The -c flag stops the capture after a specified number of packets. This is useful when you want to capture exactly two packets, a stimulus and its response, without leaving the capture running.

sudo tcpdump -n -v -i eth0 -w output.pcap -c 2

Filters

Filters are where tcpdump becomes powerful. You can add a filter expression at the end of the command to only capture packets that match. The filter syntax is based on Berkeley Packet Filter (BPF) expressions.

sudo tcpdump -n -i eth0 icmp                     # ICMP only
sudo tcpdump -n -i eth0 host 192.168.1.100       # to/from this IP
sudo tcpdump -n -i eth0 tcp port 80              # HTTP traffic
sudo tcpdump -n -i eth0 udp port 53              # DNS queries
sudo tcpdump -n -i eth0 "icmp or udp port 5000"  # ICMP or UDP on port 5000

You can combine filters with and, or, and not. Parentheses group conditions. Quoting the filter with double quotes avoids issues with shell interpretation of special characters.

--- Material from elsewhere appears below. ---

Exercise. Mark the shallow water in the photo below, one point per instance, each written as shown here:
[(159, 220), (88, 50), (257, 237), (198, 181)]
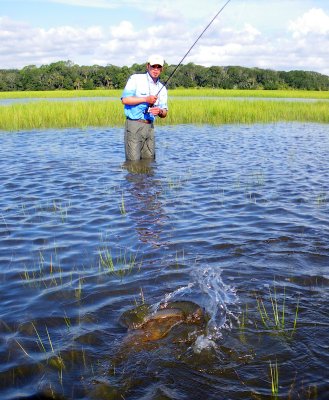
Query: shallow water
[(234, 218)]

Filtering for Fragmentation

tcpdump allows direct access to packet fields using byte offsets, which makes it possible to filter on fragmentation flags and offsets. This is especially useful when studying IP fragmentation or isolating specific fragment types in a noisy capture.

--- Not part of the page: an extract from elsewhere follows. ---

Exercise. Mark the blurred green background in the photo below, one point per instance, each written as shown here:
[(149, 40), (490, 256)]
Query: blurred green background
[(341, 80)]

The IP fragmentation flags and offset live in bytes 6 and 7 of the IP header. The more-fragments (MF) flag is bit 5 of byte 6, and the fragment offset spans the remaining 13 bits. You can filter for first fragments (MF=1, offset=0), last fragments (MF=0, offset non-zero), and middle fragments (MF=1, offset non-zero) using expressions that test these bit positions.

# First fragment: MF set, offset zero
sudo tcpdump -n "((ip[6] & 0x20) != 0) and ((ip[6:2] & 0x1fff) == 0)"

# Last fragment: MF clear, offset non-zero
sudo tcpdump -n "((ip[6] & 0x20) == 0) and ((ip[6:2] & 0x1fff) != 0)"

Snaplen

By default, tcpdump only captures the first 65535 bytes of each packet (more than enough for most purposes). The -s flag lets you set the snapshot length. Using -s 0 captures the full packet. For most analysis work you do not need to change this, but for very specific investigations where you need complete packet contents, it is good to know about.

Reading Output

Understanding tcpdump's output format takes a little practice. Each line starts with a timestamp, then source and destination information, then a protocol summary. For IP packets with verbose output, you see the TOS value, TTL, IP ID, fragmentation flags, protocol, and length. Here is what an ICMP port unreachable looks like in tcpdump output:

18:20:47.737024 IP (tos 0xc0, ttl 64, id 59435, offset 0, flags [none],
proto ICMP (1), length 56)
    192.168.2.143 > 192.168.2.144: ICMP 192.168.2.143 udp port 10005
    unreachable, length 36

Once you know what each field represents, you can read these summaries quickly and spot anything unusual.

Conclusion

tcpdump is not flashy, but it is indispensable. The combination of flexible filters, file I/O, and fine-grained control over output detail makes it the right tool for a lot of situations where Wireshark is unavailable or impractical. Spending time learning the filter syntax and the output format pays off every time you need to capture and analyze traffic in a terminal environment.